I'm hoping to get one of the world's strongest men there to try and lift the weight of water that people waste each day. And I can guarantee you now he won't be able to lift it, which is quite a nice visual thing to see.
[00:11:33] Piers Clark: I do love the idea that this is both about being able to communicate to the technical people and explaining what they need to do. And it's a stunt, a strong man lifting 180 kilos, it'll get headlines. It will be the sort of thing that suddenly makes people sit up and be aware of it and become part of the conversation.
[00:11:50] Piers Clark: So it's wonderful Matt, and people who want to connect with you can either come and see you at the IWA Congress in October in Glasgow or they can reach out to you via LinkedIn, I assume.
[00:12:00] Piers Clark: Now, we're running outta time on this and so let's jump to the final question, which is a contemplative one. If you could go back 20, 30 years, what advice would you give yourself?

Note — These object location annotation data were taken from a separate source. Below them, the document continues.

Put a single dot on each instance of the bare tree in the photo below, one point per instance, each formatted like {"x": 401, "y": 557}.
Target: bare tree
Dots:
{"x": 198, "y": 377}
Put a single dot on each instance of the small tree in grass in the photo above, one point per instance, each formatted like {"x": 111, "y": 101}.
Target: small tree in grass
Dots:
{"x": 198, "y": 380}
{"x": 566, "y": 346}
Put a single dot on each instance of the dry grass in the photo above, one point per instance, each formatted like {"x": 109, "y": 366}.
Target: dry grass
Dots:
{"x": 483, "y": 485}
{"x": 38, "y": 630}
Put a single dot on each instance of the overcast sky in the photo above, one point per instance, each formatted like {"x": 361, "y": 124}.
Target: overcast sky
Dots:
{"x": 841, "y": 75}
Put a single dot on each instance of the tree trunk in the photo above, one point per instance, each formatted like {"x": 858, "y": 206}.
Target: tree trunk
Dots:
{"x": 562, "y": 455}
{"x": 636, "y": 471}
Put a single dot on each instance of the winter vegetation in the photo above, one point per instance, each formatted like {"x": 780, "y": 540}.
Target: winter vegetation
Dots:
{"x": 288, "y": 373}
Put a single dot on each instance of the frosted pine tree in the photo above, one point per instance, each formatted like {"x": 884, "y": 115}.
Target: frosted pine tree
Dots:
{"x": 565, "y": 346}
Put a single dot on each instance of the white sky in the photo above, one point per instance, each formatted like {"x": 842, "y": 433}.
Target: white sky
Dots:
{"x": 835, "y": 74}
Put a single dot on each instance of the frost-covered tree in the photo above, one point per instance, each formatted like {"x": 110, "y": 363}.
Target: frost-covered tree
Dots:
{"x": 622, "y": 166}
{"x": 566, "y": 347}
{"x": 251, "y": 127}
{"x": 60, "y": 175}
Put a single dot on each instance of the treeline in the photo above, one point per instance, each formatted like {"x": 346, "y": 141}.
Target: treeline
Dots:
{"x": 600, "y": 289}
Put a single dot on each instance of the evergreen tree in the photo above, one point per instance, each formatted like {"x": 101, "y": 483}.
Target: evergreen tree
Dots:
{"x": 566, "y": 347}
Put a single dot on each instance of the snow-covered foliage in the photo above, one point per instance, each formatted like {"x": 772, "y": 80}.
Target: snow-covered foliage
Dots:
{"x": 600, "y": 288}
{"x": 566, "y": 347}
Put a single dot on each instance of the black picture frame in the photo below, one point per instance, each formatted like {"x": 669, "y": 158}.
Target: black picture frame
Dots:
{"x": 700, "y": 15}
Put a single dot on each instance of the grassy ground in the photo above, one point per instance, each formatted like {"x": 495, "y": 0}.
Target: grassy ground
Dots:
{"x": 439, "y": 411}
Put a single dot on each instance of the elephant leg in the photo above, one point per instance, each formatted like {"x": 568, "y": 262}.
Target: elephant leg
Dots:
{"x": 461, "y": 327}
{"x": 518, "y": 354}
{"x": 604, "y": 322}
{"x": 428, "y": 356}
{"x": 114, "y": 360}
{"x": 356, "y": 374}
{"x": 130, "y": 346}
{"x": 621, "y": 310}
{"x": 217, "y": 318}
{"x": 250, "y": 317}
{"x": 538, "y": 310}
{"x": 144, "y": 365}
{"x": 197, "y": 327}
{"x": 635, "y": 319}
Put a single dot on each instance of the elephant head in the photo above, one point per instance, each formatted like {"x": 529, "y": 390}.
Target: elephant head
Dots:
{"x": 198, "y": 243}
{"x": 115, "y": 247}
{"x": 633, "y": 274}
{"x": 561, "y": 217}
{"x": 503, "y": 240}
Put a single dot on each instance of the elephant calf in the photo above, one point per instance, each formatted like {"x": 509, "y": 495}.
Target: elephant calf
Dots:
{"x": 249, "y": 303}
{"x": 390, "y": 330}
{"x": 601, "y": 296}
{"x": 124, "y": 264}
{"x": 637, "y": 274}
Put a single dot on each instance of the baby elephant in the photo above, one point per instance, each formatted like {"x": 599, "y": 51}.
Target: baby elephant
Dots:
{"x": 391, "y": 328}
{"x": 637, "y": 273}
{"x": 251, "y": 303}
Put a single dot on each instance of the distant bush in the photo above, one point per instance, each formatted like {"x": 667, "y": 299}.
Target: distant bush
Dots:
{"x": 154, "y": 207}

[00:12:11] Matt Wheeldon: I think the advice I would give myself would be look around at what we've got. I grew up in a privileged English background where I turned the tap on and out came water and I went to the toilet and flushed it and disappeared, and I didn't care for it.
[00:12:25] Matt Wheeldon: My eyes weren't opened until I didn't have it. And the gap year in the middle of Kenya with no running water and no sanitation opened my eyes to that. We don't appreciate what we've got here in this country. So rather than being angry about storm overflows or water bills, it's being thankful that when I turn the tap on, this beautiful clean stuff comes out and when I flush the toilet, I don't have to deal with that problem.
[00:12:49] Matt Wheeldon: Gratefulness and thankfulness bring happiness and contentment. So, that would be my advice.
[00:12:54] Piers Clark: You have been listening to the Exec Exchange with me, Piers Clark, and my guest today has been Matt Wheeldon, Infrastructure Development Director at Wessex Water, and we've been talking about, you can either call it source control for rainwater, or a better phrase might be manage rain better where it lands.